Bima, 26 Juni 2025 || Kanal Aspirasi dan Wacana Hukum (Kawah) Ntb – Mari kita lakukan autopsi terhadap mayat paling segar di abad ke-21: nalar kritis. Waktu kematiannya tidak tercatat ia mati perlahan, setiap hari, dalam jutaan gesekan jari di atas layar kaca. Korban utamanya, ironisnya, bukanlah orang-orang bodoh yang tidak punya akses. Korban utamanya adalah kita: sang mahasiswa, sang agent of change yang kini lebih mirip agent of share, sang pewaris peradaban yang bangga karena bisa menemukan kutipan Foucault dalam 0,3 detik, namun tak punya daya tahan untuk membaca satu paragrafnya secara utuh.

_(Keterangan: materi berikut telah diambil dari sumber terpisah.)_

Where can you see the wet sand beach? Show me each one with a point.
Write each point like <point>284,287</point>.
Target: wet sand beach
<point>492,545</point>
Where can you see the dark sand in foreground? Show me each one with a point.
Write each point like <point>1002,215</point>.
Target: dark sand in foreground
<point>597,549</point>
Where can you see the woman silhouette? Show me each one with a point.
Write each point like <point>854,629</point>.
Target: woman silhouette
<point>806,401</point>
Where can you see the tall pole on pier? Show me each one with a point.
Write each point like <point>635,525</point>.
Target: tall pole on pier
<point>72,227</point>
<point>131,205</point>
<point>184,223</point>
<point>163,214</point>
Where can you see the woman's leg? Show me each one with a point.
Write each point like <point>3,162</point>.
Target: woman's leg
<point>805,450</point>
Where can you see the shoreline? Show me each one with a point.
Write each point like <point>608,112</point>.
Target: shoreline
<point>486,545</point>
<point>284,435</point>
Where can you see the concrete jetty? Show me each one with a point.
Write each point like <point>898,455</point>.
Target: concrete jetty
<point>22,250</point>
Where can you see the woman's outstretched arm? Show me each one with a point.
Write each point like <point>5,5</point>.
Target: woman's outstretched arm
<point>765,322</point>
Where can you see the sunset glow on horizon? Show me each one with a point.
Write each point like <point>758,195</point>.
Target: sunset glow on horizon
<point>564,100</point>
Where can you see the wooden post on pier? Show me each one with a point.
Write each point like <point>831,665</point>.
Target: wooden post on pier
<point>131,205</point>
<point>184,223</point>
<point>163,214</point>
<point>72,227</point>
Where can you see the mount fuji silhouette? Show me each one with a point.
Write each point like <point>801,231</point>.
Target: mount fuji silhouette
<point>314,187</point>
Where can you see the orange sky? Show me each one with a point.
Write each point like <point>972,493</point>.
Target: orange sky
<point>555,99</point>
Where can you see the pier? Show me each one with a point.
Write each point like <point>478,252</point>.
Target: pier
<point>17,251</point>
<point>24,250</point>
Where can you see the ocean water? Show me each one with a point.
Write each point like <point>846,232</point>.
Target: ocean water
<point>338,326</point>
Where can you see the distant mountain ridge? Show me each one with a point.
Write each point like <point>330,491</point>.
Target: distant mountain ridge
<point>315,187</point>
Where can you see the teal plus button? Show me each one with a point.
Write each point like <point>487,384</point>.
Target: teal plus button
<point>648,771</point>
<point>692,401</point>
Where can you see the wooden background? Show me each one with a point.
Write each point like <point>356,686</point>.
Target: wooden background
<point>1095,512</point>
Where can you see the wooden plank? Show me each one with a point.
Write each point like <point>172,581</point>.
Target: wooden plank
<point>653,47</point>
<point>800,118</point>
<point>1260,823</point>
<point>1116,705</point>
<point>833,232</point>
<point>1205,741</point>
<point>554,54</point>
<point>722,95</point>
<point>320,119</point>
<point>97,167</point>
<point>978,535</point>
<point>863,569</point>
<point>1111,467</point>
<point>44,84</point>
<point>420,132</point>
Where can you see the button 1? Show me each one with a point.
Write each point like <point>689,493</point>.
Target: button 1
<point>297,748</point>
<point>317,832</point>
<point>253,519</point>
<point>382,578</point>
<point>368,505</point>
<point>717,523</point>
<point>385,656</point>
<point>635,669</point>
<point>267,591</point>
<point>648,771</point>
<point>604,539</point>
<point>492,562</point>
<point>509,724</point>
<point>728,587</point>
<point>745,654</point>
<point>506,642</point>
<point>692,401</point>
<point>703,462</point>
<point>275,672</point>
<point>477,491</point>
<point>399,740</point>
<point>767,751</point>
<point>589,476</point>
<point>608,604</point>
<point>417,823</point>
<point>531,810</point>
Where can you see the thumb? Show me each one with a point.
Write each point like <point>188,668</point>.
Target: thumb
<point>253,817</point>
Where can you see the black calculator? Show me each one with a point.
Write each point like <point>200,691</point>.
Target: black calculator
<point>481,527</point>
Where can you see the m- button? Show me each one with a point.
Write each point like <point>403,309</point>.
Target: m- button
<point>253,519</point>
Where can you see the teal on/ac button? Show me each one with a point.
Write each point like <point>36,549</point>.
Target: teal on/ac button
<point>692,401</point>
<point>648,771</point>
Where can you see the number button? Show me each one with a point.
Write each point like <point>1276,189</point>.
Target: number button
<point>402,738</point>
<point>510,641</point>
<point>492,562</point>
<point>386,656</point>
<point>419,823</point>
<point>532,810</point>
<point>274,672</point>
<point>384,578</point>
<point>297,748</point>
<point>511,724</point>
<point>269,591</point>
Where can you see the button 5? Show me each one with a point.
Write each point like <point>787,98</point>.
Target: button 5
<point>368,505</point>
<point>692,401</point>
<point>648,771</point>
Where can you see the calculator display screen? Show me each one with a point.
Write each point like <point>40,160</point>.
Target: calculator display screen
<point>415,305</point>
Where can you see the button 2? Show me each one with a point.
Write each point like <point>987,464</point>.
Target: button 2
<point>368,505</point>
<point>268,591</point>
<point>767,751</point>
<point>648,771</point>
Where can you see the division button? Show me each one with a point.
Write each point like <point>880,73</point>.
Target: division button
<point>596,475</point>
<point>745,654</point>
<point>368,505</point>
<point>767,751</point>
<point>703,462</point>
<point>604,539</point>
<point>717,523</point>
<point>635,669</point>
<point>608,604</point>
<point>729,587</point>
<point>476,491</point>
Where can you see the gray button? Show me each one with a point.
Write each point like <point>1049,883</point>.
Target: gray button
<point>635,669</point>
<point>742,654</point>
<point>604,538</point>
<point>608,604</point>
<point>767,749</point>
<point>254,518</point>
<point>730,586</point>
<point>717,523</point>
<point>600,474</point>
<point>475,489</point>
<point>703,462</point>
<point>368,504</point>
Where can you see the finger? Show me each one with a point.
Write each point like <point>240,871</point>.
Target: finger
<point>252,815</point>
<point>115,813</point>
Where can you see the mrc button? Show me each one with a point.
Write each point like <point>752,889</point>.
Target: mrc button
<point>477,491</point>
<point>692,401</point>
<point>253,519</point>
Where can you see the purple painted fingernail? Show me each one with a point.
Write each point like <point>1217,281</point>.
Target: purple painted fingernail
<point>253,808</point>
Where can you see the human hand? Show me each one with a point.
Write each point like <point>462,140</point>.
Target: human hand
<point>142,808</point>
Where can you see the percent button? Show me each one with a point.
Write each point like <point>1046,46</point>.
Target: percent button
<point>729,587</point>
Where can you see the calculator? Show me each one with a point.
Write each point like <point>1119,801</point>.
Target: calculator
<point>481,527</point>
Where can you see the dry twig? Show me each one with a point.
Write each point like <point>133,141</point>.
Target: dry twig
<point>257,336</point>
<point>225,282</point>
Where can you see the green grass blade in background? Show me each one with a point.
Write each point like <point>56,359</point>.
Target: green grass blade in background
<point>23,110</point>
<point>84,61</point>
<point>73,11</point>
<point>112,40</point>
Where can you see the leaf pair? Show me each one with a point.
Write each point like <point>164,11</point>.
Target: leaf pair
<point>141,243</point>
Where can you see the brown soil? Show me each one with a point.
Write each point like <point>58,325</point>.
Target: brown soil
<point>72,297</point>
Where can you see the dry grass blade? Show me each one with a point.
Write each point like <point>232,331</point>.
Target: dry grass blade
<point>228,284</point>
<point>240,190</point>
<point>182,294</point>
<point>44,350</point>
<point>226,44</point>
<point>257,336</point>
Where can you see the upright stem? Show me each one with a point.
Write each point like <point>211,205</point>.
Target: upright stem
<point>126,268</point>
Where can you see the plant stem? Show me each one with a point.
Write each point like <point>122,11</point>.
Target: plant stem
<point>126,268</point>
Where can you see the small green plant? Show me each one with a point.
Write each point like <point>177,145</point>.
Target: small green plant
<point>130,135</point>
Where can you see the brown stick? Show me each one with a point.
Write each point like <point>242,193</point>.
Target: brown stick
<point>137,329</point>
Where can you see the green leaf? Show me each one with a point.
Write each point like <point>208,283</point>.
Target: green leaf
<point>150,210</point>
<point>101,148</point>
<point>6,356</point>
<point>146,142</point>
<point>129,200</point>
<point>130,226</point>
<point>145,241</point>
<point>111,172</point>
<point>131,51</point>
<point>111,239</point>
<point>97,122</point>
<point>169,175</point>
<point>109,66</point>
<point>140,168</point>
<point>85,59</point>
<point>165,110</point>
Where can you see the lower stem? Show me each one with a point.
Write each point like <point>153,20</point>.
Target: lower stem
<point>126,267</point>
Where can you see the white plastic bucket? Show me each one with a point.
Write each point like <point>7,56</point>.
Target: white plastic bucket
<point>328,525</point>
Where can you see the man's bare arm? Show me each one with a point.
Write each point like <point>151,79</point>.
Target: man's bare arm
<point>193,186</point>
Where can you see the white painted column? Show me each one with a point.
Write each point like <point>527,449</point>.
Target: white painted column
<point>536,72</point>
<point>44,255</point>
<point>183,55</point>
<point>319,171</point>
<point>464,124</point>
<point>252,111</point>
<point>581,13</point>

Kita adalah generasi paling terinformasi dalam sejarah, sekaligus generasi yang paling rentan terhadap kebodohan massal. Inilah sertifikat kematian nalar kita, yang ditandatangani bukan dengan tinta, melainkan dengan cache dan cookies.
Kita telah melahirkan sebuah spesies baru: Homo Googlus. Makhluk ini memiliki akses informasi tak terbatas, namun dengan kapasitas pemahaman yang mendekati nol. Otaknya bukan lagi sebuah kuil pemikiran, melainkan sebuah gudang raksasa yang berantakan. Di dalamnya, bertumpuk fakta-fakta acak, potongan berita viral, meme, teori konspirasi dari TikTok, dan infografis warna-warni dari Instagram. Semua ada, semua bisa diakses.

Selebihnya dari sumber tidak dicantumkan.